Ofsted says Suffolk schools need council 'shake-up'
- Published
The head of education watchdog Ofsted says Suffolk's state schools should be doing better and the local education authority needed to "shake things up".
Sir Michael Wilshaw visited Ipswich to talk about standards with head teachers and the county council.
Suffolk is in the bottom 10 of the government's 2012 GCSE league table.
Describing Suffolk's results as "pretty dismal", Sir Michael said: "I'm looking to the local authority to shake things up."
The government's league table, comparing 151 local authorities, showed Suffolk had fallen from 123rd place in 2011 to 142nd place with 51% of pupils achieving five or more A-C grades in 2012.
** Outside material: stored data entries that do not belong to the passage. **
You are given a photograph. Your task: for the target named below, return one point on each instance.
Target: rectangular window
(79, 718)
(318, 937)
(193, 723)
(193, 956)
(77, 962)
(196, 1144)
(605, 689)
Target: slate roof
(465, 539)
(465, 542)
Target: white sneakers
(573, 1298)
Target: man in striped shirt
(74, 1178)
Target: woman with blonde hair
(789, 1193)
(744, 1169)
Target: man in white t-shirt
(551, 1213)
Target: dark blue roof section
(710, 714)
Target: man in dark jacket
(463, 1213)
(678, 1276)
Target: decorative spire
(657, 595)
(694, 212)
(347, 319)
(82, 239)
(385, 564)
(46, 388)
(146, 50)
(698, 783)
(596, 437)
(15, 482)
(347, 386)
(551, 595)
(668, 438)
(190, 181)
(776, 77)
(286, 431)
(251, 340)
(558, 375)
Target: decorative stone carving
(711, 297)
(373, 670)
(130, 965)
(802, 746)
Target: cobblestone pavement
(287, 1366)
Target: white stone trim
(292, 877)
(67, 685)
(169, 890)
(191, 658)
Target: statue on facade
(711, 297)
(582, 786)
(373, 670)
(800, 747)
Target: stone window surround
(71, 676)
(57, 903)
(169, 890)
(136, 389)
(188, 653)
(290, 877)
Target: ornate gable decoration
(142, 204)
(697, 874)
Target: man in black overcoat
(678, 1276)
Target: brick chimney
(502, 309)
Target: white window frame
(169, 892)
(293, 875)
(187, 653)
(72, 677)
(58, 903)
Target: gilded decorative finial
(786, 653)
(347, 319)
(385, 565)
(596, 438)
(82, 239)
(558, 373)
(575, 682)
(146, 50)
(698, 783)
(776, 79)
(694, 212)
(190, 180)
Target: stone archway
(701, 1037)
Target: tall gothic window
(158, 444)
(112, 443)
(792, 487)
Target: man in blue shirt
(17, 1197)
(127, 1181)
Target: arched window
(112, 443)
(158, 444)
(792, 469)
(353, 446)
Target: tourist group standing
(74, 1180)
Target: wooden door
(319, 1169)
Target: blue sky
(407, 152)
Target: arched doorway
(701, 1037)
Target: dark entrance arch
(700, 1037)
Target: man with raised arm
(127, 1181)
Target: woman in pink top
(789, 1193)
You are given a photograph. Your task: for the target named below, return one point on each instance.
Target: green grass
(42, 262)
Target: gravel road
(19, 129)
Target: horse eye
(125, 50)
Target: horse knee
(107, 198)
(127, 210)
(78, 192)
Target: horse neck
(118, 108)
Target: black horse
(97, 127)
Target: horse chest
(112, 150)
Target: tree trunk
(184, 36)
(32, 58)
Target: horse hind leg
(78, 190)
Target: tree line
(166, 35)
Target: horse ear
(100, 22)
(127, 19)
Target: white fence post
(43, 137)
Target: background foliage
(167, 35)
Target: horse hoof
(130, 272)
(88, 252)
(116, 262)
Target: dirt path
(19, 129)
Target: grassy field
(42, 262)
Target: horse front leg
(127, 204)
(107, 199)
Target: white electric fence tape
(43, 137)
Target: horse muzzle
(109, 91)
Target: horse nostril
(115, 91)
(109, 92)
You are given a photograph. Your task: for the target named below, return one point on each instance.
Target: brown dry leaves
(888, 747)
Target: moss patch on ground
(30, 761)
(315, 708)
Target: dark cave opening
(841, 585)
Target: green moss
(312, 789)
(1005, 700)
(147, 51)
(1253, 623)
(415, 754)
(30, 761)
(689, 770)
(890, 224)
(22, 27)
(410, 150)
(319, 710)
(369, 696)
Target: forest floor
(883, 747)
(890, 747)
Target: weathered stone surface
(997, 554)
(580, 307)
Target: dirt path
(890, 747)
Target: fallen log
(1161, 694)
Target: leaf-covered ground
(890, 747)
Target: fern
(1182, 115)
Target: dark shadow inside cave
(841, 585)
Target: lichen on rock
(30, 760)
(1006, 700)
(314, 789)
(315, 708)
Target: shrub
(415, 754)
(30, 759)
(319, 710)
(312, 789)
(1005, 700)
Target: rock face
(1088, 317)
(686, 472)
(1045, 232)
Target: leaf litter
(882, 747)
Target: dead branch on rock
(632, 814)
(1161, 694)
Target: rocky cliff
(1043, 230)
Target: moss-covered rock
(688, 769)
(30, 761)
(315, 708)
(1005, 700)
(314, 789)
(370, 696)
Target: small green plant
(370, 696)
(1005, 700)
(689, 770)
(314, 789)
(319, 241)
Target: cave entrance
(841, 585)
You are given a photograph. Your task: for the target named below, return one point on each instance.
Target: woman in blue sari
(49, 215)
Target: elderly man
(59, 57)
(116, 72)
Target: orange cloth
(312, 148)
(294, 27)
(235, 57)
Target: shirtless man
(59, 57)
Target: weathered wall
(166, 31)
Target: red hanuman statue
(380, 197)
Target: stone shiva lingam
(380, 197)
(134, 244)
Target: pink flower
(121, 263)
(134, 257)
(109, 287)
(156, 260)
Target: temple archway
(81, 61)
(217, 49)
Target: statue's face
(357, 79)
The national average for local authorities was 59.4% with the neighbouring counties of Cambridgeshire at 57.5%, Norfolk on 55.6% and Essex on 58.9%.
'Lack of aspiration'
It followed the primary school Key Stage 2 table in which Suffolk came third from bottom, with 74% of children reaching the expected level in maths and English, when the national average was 79%.
Sir Michael said: "The statistics are pretty dismal in Suffolk with 40% of primaries and a third of secondaries judged by Ofsted not to be good.
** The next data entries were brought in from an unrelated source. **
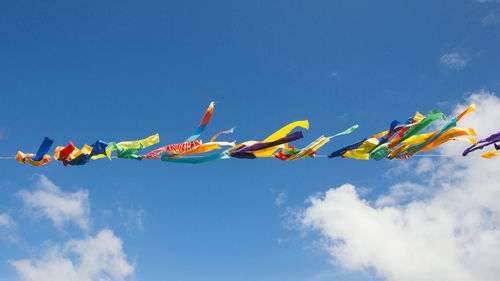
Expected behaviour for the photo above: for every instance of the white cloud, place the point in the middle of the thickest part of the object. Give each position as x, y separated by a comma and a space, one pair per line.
49, 201
90, 259
453, 61
450, 228
6, 221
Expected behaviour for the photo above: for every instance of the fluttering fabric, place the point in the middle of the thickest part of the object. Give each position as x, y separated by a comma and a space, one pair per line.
203, 123
412, 127
70, 155
82, 157
417, 143
197, 159
128, 149
175, 148
250, 151
268, 152
40, 158
483, 143
309, 150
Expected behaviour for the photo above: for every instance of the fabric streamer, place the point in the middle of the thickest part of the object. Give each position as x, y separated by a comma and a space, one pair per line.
178, 147
196, 160
310, 150
483, 143
40, 158
417, 143
268, 152
203, 124
82, 157
249, 152
128, 149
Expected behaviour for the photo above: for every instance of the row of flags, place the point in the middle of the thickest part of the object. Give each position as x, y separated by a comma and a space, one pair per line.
401, 141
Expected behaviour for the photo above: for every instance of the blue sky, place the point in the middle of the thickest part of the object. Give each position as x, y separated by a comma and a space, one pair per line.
125, 70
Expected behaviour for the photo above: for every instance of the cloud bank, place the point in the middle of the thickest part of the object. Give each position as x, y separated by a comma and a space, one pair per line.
453, 61
60, 207
445, 226
92, 258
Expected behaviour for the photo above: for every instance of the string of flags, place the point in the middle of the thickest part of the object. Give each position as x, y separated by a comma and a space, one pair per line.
401, 141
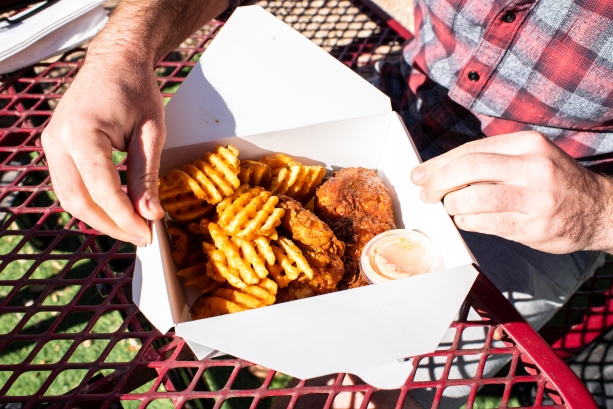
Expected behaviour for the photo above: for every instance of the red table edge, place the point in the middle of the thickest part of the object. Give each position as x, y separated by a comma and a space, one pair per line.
391, 22
567, 383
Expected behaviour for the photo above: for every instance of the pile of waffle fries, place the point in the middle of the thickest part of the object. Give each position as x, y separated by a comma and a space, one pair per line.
224, 227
"I want to see Suffolk improving at the same pace as some other local authorities.
"A good local authority uses its good schools to support schools that are less good.
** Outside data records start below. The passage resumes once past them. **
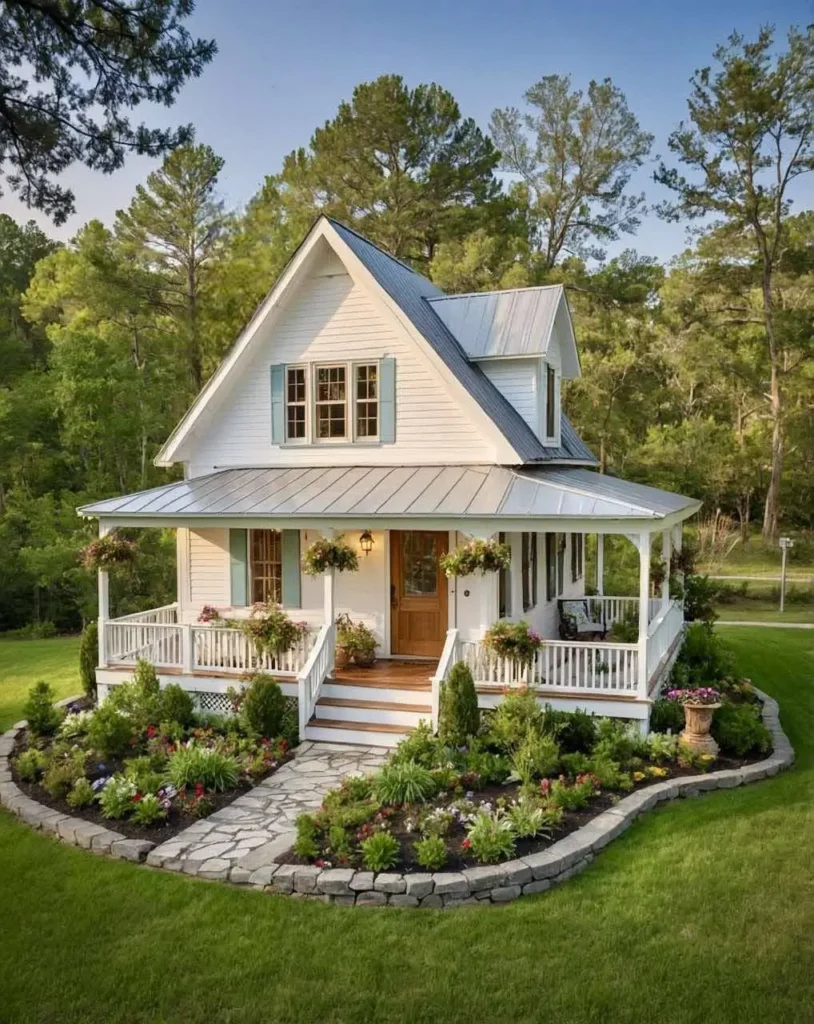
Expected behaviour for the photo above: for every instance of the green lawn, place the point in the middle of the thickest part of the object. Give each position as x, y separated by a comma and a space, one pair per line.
703, 911
24, 662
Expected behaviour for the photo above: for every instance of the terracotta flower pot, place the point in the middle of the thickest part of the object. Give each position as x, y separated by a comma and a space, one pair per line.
697, 720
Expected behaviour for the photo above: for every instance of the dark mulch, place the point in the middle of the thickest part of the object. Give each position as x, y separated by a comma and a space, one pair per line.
176, 820
459, 859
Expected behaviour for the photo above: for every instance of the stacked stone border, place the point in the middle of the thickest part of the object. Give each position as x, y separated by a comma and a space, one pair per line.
489, 884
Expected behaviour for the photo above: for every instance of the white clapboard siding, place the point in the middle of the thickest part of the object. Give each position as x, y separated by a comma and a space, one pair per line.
209, 568
329, 318
517, 380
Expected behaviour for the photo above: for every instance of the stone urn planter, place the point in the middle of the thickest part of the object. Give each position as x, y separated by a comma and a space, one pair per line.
697, 721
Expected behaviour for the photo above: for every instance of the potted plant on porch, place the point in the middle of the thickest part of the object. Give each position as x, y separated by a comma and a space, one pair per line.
699, 705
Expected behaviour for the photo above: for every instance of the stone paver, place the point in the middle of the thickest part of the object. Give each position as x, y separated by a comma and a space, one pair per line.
259, 826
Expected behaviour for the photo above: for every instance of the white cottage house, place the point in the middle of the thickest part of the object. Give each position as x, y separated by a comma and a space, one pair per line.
361, 400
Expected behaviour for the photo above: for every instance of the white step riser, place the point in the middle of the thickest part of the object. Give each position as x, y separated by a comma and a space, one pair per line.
350, 735
349, 692
375, 715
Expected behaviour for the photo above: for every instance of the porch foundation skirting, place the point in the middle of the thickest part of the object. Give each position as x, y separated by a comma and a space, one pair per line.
485, 885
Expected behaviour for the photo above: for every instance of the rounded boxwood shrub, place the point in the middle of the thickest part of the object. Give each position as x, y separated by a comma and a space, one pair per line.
459, 714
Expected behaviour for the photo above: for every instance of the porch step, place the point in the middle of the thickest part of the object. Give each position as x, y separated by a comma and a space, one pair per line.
375, 712
363, 733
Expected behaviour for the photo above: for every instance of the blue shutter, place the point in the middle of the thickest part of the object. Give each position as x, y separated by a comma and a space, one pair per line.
239, 567
291, 568
387, 400
277, 403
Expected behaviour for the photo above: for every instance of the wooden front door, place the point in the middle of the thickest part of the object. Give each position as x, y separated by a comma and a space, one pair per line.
418, 592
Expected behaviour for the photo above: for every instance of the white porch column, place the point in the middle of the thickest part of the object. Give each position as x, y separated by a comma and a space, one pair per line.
103, 586
644, 600
600, 564
666, 554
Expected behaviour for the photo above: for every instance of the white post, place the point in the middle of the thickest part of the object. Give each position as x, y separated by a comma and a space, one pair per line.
666, 555
644, 600
600, 564
103, 585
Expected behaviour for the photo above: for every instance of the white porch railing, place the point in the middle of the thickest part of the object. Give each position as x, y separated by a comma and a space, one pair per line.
661, 634
450, 654
196, 647
313, 673
560, 665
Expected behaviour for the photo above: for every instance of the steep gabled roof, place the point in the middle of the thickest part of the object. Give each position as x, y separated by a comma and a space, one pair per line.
414, 295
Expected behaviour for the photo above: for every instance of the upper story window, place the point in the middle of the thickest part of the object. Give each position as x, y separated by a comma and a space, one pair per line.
334, 402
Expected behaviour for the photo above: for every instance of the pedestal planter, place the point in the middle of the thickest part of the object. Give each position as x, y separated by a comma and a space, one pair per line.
697, 720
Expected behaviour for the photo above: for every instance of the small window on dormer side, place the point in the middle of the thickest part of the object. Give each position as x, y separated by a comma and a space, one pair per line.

"Given its demographics, it is not a poor county. Suffolk should be doing much better and similar counties are doing much, much better."
The county council acknowledged schools should be performing better and said its Raising the Bar programme was in place to improve standards.
It said the county's position in the GCSE table had been affected by changes in grade boundaries by the AQA exam board .
However, the independent exam board regulator Ofqual found that AQA was not out of line with other examination boards.
The Ofsted chief inspector was invited to Suffolk by Ben Gummer, the Conservative MP for Ipswich.
Mr Gummer said: "I've been working with head teachers to deal with decades-old problems with lack of aspiration and poor ambition.
"We've got an exceptional group of heads and I am positive that we will be able to get there with the determined effort that some of them are showing."